Sex drive and sexual desire are often used interchangeably to refer to thoughts and/or fantasies regarding sex, and motivation to engage in sexual activity and to obtain sexual pleasure. Typically, sexual desire/drive is assessed using questionnaires. Researchers have quite consistently found that men have a stronger sexual desire/drive than women. In fact Baumeister, Catanese, and Vohs (2001) reviewed a large quantity of research and found men report having a greater sex drive than women. Men are more likely than women to engage in a wider variety of sexual behaviors and more frequent and intense efforts to obtain sexual satisfaction. Men also express a desire to have a greater number of sexual partners, than women do. In a relationship, men tend to want sex more often than women, they expect sex earlier in a relationship, and they are more reluctant to remain virgins. In a solitary context, men masturbate more often than women, and think and fantasize about sex more than women. In contrast, women are more willing than men to forgo sexual activity. More specifically, women are willing to wait longer to begin sexual activity in new relationships, they are less likely to masturbate because of a lack of desire, they think about sex less frequently, and have fewer sexual fantasies. While this information may not come as a surprise to most heterosexual couples, it can certainly provide some relief to heterosexual couples as it demonstrates that a discrepancy in sexual desire between men and women might very well be "normal."

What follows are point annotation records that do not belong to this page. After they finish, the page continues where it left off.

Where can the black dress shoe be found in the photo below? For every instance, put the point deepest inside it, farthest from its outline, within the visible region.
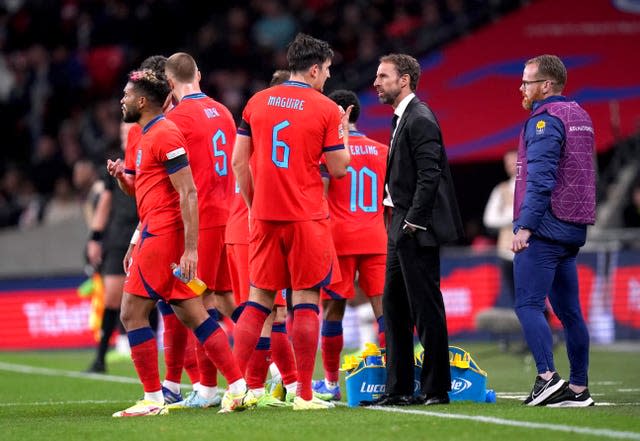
(96, 368)
(389, 400)
(433, 400)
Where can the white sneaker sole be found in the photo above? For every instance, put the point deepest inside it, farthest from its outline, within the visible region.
(544, 396)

Because a discrepancy in sexual desire between men and women occurs quite frequently, it is not uncommon for sex therapists to see heterosexual couples who are complaining about conflicts that arise from each partner having a different level of sexual desire. It is important to keep in mind that while these couples may experience frustration as a result of the "gap" in desire, each individual may be experiencing frustration for a very different reason. Women may find it exhausting to be constantly "bothered" for sex by their male partners. They may feel as though something is "wrong" with them because they are not in the mood for sex as frequently as their partner. However, the other side of the coin is equally frustrating and men may report feeling rejected, abandoned, and even confused about why their partner does not want to have sex. Some men may even be angry that the one person who can give them what they need is refusing to do so. Clearly, the large gender difference in sex drive makes it difficult to determine: 1) Who is having the problem (i.e., the person with "too much" desire or the person with "too little"? and, 2) What label should we use to describe (diagnose) the problem?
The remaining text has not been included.